Em 23 de março de 1973, após um dia e meio de tortura, Vannucchi foi encontrado morto no x-zero – cela forte, totalmente escura, onde ficava detido nos intervalos do suplício. A falácia, portanto, começa no registro da data. Não foi preso, tampouco assassinado na dia indicado. Tratava-se do 17 de março, sábado, quando Vannucchi padeceu no cárcere e deu início à série de mentiras patrocinadas pelo exército.

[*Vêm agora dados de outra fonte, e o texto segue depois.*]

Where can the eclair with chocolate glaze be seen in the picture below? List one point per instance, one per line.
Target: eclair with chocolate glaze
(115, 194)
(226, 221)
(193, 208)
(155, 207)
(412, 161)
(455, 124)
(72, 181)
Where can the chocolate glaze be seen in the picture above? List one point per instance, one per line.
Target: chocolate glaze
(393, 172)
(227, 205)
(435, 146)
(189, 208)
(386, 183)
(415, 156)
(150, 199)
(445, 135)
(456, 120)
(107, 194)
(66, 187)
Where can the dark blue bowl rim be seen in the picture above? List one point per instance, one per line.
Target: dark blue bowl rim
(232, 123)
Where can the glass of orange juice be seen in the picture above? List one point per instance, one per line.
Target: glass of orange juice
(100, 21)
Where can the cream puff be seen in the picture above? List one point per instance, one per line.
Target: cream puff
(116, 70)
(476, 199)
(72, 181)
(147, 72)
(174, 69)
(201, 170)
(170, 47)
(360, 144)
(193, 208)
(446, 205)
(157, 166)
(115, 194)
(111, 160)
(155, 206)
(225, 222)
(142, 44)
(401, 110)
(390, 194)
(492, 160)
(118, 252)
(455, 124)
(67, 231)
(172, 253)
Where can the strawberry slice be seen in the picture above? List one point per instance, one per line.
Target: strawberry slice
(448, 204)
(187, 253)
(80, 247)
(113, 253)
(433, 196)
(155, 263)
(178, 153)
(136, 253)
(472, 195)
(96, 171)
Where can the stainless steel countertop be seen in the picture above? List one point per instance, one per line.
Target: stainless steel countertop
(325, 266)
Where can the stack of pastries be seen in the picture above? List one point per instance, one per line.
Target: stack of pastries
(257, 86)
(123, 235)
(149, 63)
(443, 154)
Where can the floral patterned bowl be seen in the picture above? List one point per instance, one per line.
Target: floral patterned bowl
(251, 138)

O professor de jornalismo da Cásper Líbero e primo de segundo grau de Alexandre, Camilo Vannuchi, conta como, em um primeiro momento, os policiais divulgaram aos presos políticos a versão do estudante ter se matado com uma lâmina de barbear. Durou poucos dias. Em 23 de março, data “oficial” da morte, os órgãos de segurança veicularam o óbito como decorrência de um atropelamento. Supostamente, Vannucchi teria corrido da polícia e, na fuga, batido de frente com um caminhão.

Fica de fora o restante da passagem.